Unbeschwert und frei wie früher,

Jene Zeiten sind vorbei.

Leben möchte ich bloß wieder

So wie früher: Frei, so frei!




Das ist wahre Reife, die uns „Galaxy“ hier auf diese Weise lehrt. Kindern selbst bleibt dies freilich verborgen. Sie spielen „Galaxy“, ohne sich der herausragenden Qualität des Spiels bewusst zu sein, ohne zu wissen, dass sie sich nach ihrer eigenen Gegenwart zurücksehnen werden. Sie fühlen sich wohl in dieser von ihrer Fantasie inspirierten Spielwelt und haben einfach Spaß. „Galaxy“ ist ein wirklich vielschichtiges Spielerlebnis. Einem Spiel mit einer so simplen Vordergrund-Handlung traut man das gar nicht zu.

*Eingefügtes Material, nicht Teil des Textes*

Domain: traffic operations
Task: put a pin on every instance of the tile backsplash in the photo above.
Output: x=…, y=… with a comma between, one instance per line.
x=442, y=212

Unbeschwerten, rein-kindlichen Spaß zu haben, das ist in „Galaxy“ einfach und überall möglich. Das einzigartige und technisch herausragende Gravitationskonzept lädt förmlich dazu ein, herumzuspielen, zu experimentieren, einfach Spaß zu haben. „Super Mario Galaxy“ ist eine einzige Hommage an die Kindheit, es nimmt sie in all ihren Facetten ernst. Es versteht, dass wir uns zurück sehnen; zugleich versteht es, dass wir uns für diese Tatsache schämen. Darum lädt uns das Spiel mit seiner Brillanz ein zu einer Reise zurück in die Vergangenheit. Darum hat es einen so besonderen Platz in unserem Herzen. Und darum ist es eine der allerbesten Videospielproduktionen im Universum, einer der allerspaßigsten Teile eines Mediums, das im Grunde nur auf Spaß beruht.